In simple terms, private equity is an asset class consisting of investments in companies that are not traded on a public exchange.
Public equities, on the other hand, are those that are traded on an exchange like the Toronto Stock Exchange (TSX), the New York Stock Exchange (NYSE) or NASDAQ.
Who Has Traditionally Invested in Private Equity?
The ‘smart money’ have been investing and, more importantly, increasing their investments, in private equity for years. Examples include pension funds, endowment funds, family offices and ultra-high net worth.
Take U.S. endowment funds, for instance, (like those at Yale and Harvard) that have averaged 53% in private equity (NACUBO – Commonfund Study of Endowments) or even pension funds (like OMERS) that are close to 50% (45% in 2016) in private equities, and you can see why they are so ‘smart.’
The smart money in the market is perceived as being invested by people who have a better understanding of the market or access to information channels that a regular investor can’t easily access.
5 Reasons Why You Should Invest in Private Equity
1. Accessibility. It’s currently an ‘opportunistic market’ where certain private equity investments are available to all Canadians; it’s no longer just for the wealthy.
2. Higher returns (on average) paid out on distributions. In exchange for less liquidity, you may earn higher returns. The concept is called the liquidity discount, that is, private investments sell at a discount for the same return – apples to apples. Alternatively, public investments are priced at a premium in exchange for liquidity.
3. True diversification. Most investment portfolios contain a mix of investments: stocks (various sectors like: energy, financials, technology, healthcare etc.), mutual funds (pools of various stocks), ETFs and bonds. The traditional diversified portfolio is usually all public investments, and with everything being concentrated in public investments, one is not fully diversified.
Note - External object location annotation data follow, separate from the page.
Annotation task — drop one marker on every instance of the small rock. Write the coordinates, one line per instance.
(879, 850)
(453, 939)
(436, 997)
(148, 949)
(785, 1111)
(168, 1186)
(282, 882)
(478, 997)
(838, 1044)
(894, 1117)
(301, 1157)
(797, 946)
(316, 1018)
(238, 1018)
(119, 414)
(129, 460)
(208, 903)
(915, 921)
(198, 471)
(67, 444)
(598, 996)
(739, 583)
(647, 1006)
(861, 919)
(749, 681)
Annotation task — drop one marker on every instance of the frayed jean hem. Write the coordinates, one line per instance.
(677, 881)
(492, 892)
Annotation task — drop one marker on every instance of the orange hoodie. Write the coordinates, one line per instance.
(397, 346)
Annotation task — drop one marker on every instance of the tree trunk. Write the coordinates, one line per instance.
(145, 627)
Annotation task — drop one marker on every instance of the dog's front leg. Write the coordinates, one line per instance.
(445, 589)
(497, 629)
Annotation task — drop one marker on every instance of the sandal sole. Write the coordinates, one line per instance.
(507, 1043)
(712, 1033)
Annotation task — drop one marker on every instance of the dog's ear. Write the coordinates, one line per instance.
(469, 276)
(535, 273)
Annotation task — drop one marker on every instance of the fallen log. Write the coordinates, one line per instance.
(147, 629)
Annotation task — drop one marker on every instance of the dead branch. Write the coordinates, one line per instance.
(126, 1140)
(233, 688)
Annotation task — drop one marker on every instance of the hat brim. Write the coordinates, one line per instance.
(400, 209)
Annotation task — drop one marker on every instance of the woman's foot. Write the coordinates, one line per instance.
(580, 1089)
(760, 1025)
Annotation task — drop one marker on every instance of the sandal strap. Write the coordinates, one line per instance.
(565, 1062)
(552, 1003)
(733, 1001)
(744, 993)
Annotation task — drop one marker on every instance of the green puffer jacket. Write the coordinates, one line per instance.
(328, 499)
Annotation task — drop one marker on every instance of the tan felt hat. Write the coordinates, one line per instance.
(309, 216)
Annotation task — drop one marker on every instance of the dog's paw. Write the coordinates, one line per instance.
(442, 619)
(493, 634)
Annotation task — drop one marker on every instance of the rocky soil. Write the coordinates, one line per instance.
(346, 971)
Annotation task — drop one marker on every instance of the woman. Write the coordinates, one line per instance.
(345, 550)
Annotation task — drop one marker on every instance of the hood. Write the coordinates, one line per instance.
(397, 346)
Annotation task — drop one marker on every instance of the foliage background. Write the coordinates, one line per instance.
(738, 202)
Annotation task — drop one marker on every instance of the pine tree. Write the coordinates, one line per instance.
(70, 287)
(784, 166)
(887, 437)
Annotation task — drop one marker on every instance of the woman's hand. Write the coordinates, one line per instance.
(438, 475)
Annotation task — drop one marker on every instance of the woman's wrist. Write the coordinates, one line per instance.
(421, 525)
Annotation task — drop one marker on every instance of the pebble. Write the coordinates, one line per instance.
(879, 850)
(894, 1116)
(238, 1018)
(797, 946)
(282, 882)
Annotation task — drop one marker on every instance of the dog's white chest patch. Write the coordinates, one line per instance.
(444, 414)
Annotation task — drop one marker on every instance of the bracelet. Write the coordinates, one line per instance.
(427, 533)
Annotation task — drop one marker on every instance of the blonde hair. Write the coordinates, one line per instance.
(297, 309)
4. Not volatile like the public markets. Private equity investments tend to have more stable pricing. For example, with a private REIT, values are based on apartment buildings which are hard assets whose value does not fluctuate regularly. Private investments typically do not move based on the emotions of the marketplace.
5. Uncorrelated returns. Private investments can have returns/performance that is not necessarily correlated to the public markets, which helps diversify a portfolio. ‘Correlation’ is the degree and type of relationship between any two or more variables in which they vary together over a period.